In the subgroups with 15 mm <MD ≤25 mm and MD >25 mm, the 2.0 mm SWE image CNN model had the highest AUC, ACC, sensitivity, and specificity both in the training cohort (15 mm <MD ≤25 mm: 0.85, 82.64%, 66.24%, 80.33%; MD >25 mm: 0.84, 80.34%, 69.34%, 82.63%) and the validation cohort (15 mm <MD ≤25 mm: 0.81, 78.87%, 63.44%, 76.85%; MD >25 mm: 0.78, 77.73%, 65.73%, 77.64%).
Regardless of the grouping method, the AUCs and ACC of the SWE image CNN models, except for the 0.5 mm and the internal SWE image CNN models, were all better than SWV5 and the US CNN model in predicting breast cancer (all P < 0.05). There was no significant difference between the SWV5 and the US CNN model in sensitivity, specificity, and AUCs (all P > 0.05, Fig. 8).

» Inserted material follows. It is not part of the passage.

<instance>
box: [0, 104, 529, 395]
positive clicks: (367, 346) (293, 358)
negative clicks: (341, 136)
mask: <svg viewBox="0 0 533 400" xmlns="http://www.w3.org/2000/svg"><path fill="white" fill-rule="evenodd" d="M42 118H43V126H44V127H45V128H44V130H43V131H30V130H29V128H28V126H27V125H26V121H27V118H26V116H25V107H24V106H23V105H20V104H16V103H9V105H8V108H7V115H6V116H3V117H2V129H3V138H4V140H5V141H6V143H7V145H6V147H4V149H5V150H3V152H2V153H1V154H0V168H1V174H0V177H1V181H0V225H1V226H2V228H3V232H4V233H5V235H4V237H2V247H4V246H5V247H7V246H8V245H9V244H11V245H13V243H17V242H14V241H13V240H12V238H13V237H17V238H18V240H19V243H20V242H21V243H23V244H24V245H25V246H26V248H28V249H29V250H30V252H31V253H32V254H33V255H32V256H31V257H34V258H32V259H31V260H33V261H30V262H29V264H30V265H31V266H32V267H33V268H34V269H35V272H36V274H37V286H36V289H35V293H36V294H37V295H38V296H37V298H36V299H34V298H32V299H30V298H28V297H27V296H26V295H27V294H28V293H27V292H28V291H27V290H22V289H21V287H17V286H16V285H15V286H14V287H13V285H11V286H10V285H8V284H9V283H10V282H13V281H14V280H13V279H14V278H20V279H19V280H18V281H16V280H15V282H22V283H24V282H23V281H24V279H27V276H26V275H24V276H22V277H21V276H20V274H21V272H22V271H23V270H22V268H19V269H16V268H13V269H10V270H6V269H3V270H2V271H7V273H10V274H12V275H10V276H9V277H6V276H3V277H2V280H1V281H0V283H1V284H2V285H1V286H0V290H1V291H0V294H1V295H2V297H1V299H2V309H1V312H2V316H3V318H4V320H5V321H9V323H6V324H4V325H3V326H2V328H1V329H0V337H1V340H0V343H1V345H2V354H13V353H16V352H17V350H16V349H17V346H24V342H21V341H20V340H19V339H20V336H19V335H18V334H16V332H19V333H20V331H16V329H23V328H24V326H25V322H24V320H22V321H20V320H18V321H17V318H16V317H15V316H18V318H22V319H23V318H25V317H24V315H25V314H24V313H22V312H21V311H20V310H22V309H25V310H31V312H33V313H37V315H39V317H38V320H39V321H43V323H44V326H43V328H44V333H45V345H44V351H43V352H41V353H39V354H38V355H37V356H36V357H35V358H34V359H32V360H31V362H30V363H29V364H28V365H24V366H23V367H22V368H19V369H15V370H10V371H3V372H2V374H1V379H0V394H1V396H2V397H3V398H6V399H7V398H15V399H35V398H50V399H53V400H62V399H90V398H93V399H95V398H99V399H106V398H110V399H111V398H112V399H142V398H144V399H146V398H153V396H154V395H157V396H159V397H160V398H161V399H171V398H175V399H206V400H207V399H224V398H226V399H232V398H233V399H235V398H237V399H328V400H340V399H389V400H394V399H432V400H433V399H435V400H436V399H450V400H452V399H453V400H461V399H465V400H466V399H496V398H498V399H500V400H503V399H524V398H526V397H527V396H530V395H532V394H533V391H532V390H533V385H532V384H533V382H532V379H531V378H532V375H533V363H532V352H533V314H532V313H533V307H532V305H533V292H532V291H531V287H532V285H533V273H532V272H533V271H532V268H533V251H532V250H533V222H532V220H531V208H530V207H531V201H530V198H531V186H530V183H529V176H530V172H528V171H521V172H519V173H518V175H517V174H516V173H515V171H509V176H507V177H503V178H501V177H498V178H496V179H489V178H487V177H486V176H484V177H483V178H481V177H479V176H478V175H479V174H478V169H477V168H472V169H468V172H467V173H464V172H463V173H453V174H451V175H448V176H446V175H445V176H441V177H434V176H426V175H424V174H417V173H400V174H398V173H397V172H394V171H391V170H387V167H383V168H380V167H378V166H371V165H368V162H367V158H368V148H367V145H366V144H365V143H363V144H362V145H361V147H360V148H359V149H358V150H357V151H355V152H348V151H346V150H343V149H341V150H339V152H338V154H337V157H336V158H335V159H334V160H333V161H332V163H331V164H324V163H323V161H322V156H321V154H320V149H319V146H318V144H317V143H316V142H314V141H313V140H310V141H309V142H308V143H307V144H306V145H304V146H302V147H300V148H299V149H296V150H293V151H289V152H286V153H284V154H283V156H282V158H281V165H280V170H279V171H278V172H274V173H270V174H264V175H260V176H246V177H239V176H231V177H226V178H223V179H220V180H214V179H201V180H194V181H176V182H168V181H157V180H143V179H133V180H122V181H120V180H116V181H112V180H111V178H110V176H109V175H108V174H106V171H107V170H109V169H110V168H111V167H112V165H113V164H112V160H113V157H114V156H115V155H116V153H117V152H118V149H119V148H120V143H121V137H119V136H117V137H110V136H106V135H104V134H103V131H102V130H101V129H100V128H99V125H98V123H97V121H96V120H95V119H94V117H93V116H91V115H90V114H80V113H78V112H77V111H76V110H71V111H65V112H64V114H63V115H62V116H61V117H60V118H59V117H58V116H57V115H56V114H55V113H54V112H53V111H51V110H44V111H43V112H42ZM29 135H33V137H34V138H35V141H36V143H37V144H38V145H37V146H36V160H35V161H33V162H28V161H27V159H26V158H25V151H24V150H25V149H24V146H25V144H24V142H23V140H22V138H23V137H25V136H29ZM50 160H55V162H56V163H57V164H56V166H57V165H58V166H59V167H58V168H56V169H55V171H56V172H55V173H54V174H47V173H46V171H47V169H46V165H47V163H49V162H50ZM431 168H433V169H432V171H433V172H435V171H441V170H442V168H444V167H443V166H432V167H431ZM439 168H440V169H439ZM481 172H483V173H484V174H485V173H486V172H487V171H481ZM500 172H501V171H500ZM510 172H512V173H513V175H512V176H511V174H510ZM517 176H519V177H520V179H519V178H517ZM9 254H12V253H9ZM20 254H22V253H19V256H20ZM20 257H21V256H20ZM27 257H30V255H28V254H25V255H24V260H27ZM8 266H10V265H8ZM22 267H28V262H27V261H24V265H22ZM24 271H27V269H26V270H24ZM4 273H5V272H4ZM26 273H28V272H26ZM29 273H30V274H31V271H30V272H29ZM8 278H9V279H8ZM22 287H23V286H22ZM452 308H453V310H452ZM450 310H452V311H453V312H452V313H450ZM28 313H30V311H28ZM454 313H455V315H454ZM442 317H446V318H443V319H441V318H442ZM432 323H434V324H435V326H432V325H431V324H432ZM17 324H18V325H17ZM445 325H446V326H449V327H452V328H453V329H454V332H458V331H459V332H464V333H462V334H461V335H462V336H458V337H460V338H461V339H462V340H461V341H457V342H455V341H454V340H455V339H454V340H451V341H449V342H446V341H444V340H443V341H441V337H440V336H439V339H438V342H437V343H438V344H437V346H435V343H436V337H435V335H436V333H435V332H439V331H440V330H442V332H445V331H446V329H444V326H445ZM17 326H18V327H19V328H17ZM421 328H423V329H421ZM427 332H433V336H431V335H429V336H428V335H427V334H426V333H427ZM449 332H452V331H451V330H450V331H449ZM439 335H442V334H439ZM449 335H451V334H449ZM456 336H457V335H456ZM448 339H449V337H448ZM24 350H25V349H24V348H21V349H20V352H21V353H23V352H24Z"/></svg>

Diagnostic performance of the US + SWE dual-modal CNN model for predict breast cancer in the training and the validation cohorts
In both the training and the validation cohort, the overall performances of the US + SWE image CNN models were slightly higher than those of the corresponding single CNN models.
The US CNN + 1.0 mm SWE model achieved the highest AUC for MD ≤15 mm both in the training cohort (0.94) and in the validation cohort (0.91) (Fig. 8). In the subgroup with MD ≤15 mm, the US + 1.0 mm SWE CNN model achieved the highest ACC, sensitivity, and specificity in the training cohort (88.67%, 78.53%, 85.63%, respectively) and the validation cohort (85.54%, 77.72%, 82.52%, respectively).
In the subgroups with 15 mm <MD ≤25 mm and MD >25 mm, the US CNN + 2.0 mm SWE model achieved the highest AUCs both in the training cohort (0.96, 0.95, respectively) and in the validation cohort (0.93, 0.91, respectively) (Fig. 8). Comparing the results obtained by the US + SWE dual-modal CNN model to those of the US images CNN model, there were 6.2%, 5.7%, and 8.7% average percentage increases for ACC, sensitivity, and specificity, respectively, where the improvement in specificity was significant, indicating that the dual-modal CNN model can improve specificity without loss of sensitivity for classifying breast cancer.
Similarly, the US + 2.0 mm SWE CNN model achieved the highest ACC, sensitivity, and specificity in the training and the validation cohorts for 15 mm <MD ≤25 mm (91.34%, 75.63%, 86.98% and 90.76%, 72.53%, 84.22%) and MD >25 mm (86.65%, 80.32%, 87.44% and 84.23%, 77.38%, 84.75%).